Equipotential lines: point charge The equipotential lines are therefore circles and a sphere centered on the charge is an equipotential surface. The dashed lines illustrate the scaling of voltage at equal increments — the equipotential lines get further apart with increasing r. Last Updated: 15 days ago — Co-authors : 13 — Users : 9. Save my name, email, and website in this browser for the next time I comment.

Notify me of follow-up comments by email. Notify me of new posts by email. Home Answers About. Sign in. Forgot your password? Get help. Password recovery. Home English Why are there no arrows drawn for the equipotential lines? English General Lifestyle.

Read the full answer Equipotential lines at different potentials can never cross either. Figure 1. An isolated point charge Q with its electric field lines in blue and equipotential lines in green. The potential is the same along each equipotential line, meaning that no work is required to move a charge anywhere along one of those lines.

Work is needed to move a charge from one equipotential line to another. Equipotential lines are perpendicular to electric field lines in every case. It is important to note that equipotential lines are always perpendicular to electric field lines. Thus the work is.

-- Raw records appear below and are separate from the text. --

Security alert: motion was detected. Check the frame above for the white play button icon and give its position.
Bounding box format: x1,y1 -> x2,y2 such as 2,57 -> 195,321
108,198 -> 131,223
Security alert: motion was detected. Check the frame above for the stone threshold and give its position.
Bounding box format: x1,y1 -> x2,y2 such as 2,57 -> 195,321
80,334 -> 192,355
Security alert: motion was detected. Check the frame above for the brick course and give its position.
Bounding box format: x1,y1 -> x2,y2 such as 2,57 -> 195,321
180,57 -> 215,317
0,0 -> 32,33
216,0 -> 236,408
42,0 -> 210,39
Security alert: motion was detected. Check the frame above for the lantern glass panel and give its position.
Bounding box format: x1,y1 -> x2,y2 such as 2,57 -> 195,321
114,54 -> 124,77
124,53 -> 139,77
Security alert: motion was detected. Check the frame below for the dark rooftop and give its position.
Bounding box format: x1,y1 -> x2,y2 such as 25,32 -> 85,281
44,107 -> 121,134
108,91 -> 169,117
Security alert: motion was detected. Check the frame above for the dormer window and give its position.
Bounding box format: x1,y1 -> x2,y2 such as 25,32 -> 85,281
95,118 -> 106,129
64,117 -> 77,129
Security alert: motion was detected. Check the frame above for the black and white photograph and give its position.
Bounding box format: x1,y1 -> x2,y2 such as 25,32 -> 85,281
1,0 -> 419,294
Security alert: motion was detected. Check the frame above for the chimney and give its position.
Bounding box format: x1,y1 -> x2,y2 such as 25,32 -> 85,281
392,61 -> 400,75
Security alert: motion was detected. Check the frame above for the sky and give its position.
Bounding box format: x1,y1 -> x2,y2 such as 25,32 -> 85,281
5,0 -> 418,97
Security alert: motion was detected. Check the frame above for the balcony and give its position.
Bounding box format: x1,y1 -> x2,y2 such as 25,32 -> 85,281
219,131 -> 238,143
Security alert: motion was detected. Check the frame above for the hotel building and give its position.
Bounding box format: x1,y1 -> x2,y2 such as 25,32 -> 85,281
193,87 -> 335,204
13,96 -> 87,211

Work is zero if force is perpendicular to motion.

Force is in the same direction as E, so that motion along an equipotential must be perpendicular to E. More precisely, work is related to the electric field by. Note that in the above equation, E and F symbolize the magnitudes of the electric field strength and force, respectively. In other words, motion along an equipotential is perpendicular to E.

One of the rules for static electric fields and conductors is that the electric field must be perpendicular to the surface of any conductor.

This implies that a conductor is an equipotential surface in static situations. There can be no voltage difference across the surface of a conductor, or charges will flow. One of the uses of this fact is that a conductor can be fixed at zero volts by connecting it to the earth with a good conductor—a process called grounding.

Grounding can be a useful safety tool. For example, grounding the metal case of an electrical appliance ensures that it is at zero volts relative to the earth. A conductor can be fixed at zero volts by connecting it to the earth with a good conductor—a process called grounding.

Because a conductor is an equipotential, it can replace any equipotential surface.